This is perfectly valid, because segments can be empty (at least in the above case when the URI has an authority). Another interesting question is how segments are represented when the path has a trailing slash (e.g. /foo/)? Consistent to the above rules, it's the following:

$uri = new Uri\Rfc3986\Uri("https://example.com/foo/");
$segments = $uri->getPathSegments();        // ["foo", ""]

A few other special cases are also collected below:

“https://#foo”: It means that the URI has an empty authority starting after the “//” characters, and the path is also empty, and therefore this URI has zero path segments
“https:/”: It means that the URI has no authority and the path starts after the “:” character (it is “/”), therefore this URI has one empty path segment
“https:”: It means that the URI has no authority, and the path starts after the “:” character (it is “”), therefore this URI has zero path segments
“” (empty string): It means that the relative reference consists of a single path component which is empty, and therefore this relative reference has zero path segments
“/foo”: It means that the relative reference consists of a single path component which is “/foo”, and therefore this relative reference has one path segment “foo”
“foo”: It means that the relative reference consists of a single path component which is “foo”, and therefore this relative reference has one path segment “foo”
“foo/”: It means that the relative reference consists of a single path component which is “foo/”, and therefore this relative reference has two path segments “foo” and “”
“/”: It means that the relative reference consists of a single path component which is “/”, and therefore this relative reference has one empty path segment

Segment definition of WHATWG URL

As always, WHATWG URL has similar, but somewhat different rules. First of all, the definition of a path segment is the following:

A URL path segment is an ASCII string. It commonly refers to a directory or a file, but has no predefined meaning.

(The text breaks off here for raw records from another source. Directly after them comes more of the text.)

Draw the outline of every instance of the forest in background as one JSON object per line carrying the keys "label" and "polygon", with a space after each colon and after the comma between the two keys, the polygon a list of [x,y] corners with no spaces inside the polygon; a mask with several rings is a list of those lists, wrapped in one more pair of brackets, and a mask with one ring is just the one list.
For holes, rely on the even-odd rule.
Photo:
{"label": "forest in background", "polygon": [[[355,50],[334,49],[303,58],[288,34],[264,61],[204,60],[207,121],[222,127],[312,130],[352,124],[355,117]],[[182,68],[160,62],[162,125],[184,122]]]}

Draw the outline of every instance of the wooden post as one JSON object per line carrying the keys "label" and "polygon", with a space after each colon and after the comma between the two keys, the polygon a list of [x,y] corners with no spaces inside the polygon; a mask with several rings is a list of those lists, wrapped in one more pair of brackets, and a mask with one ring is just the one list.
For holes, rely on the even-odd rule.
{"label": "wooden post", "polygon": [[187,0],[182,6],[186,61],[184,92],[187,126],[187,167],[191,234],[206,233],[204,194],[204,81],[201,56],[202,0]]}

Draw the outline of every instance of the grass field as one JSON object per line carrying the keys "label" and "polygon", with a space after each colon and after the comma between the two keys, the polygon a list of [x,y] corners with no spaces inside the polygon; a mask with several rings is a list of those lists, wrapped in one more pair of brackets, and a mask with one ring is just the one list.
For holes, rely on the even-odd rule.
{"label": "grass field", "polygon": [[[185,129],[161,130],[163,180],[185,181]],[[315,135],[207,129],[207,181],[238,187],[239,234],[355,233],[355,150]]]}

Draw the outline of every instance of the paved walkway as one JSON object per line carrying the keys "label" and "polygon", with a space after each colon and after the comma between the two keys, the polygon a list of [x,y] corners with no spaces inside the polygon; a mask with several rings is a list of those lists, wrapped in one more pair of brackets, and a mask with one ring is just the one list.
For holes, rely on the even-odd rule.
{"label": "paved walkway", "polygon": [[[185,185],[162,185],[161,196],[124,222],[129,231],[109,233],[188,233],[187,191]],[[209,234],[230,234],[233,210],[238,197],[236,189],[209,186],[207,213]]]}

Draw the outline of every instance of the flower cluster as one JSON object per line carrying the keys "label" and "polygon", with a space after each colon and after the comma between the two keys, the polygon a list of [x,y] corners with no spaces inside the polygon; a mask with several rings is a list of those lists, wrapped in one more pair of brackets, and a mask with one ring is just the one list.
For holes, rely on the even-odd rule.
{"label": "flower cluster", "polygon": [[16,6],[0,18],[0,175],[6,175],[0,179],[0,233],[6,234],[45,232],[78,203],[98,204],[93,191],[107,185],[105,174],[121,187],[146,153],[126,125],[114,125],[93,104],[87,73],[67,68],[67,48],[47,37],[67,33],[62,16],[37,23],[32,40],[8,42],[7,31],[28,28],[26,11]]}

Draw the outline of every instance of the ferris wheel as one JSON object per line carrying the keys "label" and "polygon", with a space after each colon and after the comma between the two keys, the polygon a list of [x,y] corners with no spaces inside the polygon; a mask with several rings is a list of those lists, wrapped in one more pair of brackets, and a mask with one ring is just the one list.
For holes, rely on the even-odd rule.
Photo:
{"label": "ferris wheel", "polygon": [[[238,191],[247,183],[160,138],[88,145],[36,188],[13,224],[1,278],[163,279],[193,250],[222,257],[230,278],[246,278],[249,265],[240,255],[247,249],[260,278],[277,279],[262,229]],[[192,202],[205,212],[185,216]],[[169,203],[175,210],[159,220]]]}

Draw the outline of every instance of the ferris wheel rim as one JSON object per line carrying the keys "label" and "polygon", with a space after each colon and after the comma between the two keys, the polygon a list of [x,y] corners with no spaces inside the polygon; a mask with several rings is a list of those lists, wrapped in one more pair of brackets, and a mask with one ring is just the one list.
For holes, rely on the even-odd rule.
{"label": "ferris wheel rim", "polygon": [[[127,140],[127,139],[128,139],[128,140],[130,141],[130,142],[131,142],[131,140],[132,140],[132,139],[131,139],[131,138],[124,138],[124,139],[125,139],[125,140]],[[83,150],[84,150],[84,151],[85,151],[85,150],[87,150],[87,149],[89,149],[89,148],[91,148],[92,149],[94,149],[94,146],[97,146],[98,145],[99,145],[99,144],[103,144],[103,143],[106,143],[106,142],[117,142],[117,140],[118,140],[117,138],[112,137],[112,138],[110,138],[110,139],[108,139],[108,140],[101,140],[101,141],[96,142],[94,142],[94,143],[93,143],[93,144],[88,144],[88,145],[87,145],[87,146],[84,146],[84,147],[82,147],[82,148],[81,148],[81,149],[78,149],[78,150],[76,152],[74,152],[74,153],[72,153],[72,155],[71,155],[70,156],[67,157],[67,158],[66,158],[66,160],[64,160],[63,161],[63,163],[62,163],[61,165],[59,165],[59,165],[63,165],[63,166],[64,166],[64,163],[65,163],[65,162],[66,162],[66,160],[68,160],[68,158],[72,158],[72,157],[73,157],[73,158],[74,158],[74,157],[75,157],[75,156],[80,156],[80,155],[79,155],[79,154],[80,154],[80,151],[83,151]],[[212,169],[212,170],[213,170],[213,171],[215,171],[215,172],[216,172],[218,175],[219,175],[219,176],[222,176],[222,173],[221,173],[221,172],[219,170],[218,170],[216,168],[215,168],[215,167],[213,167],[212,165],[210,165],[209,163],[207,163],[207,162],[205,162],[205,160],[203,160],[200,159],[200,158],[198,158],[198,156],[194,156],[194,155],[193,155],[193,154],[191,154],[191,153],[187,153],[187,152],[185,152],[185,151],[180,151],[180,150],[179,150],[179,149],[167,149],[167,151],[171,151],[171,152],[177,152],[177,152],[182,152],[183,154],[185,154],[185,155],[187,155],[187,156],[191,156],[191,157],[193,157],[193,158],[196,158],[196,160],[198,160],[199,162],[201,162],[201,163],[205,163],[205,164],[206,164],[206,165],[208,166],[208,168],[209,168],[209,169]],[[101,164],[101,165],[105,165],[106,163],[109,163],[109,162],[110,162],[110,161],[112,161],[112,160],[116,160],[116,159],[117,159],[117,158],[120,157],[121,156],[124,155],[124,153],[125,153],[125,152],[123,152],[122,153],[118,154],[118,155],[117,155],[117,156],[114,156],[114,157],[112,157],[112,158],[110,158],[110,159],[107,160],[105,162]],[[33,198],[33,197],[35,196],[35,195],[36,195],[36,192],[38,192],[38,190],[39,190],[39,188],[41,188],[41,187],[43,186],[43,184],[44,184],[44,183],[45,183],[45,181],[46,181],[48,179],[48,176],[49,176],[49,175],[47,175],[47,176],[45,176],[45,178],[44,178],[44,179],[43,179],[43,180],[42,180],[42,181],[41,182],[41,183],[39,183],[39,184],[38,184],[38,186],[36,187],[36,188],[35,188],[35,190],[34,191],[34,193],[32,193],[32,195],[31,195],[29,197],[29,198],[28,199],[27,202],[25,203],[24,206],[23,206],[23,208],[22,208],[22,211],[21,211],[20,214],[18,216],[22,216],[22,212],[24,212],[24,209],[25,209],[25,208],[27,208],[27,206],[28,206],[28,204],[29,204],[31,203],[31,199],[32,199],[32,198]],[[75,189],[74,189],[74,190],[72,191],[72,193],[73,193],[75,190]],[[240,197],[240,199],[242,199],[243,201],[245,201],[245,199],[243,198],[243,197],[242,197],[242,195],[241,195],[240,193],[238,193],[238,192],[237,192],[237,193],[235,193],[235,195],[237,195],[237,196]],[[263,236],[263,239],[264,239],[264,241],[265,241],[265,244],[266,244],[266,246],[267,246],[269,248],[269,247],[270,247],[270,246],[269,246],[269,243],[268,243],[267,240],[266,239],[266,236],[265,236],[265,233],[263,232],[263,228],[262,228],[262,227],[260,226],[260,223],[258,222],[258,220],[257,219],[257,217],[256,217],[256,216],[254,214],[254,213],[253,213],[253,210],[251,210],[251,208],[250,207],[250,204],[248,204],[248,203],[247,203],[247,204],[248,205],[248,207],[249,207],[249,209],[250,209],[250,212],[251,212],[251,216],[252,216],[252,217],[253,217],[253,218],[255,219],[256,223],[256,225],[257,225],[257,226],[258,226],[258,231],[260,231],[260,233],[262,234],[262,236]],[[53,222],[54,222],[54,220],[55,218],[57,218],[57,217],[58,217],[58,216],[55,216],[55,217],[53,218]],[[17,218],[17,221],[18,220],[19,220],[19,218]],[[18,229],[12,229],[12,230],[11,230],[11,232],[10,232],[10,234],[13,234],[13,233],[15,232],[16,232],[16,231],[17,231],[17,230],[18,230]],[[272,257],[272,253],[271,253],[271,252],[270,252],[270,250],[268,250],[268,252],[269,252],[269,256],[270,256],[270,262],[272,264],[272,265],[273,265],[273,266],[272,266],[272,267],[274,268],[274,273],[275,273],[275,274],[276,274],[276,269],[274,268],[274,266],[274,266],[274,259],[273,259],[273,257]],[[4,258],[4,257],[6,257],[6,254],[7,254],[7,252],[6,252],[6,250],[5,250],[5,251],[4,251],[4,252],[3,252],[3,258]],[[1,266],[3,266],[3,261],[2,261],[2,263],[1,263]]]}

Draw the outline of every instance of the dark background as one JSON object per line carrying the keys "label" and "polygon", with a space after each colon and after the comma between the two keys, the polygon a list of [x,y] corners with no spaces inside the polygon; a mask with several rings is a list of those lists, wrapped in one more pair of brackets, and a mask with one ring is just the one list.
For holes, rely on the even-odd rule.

Even though it's not a very specific definition, it aligns with the segment definition of RFC 3986. Then WHATWG URL defines the path component based on segments:

A URL path is either a URL path segment or a list of zero or more URL path segments.

This is a major shift from RFC 3986, because it states that the path segment can be either a single segment or a list of segments in the following cases:

Opaque URLs have an opaque path, which cannot be divided any further into segments, therefore the path consists of a single path segment, represented as a string
The path of special URLs can be split into segments, therefore the path consists of a list of zero or more path segments, represented as an array of strings

This behavior is consistent with how WHATWG URL categorizes host types: only special hosts which are known are attempted to be inspected, and no assumptions are made against the unknown ones. The same happens in case of paths.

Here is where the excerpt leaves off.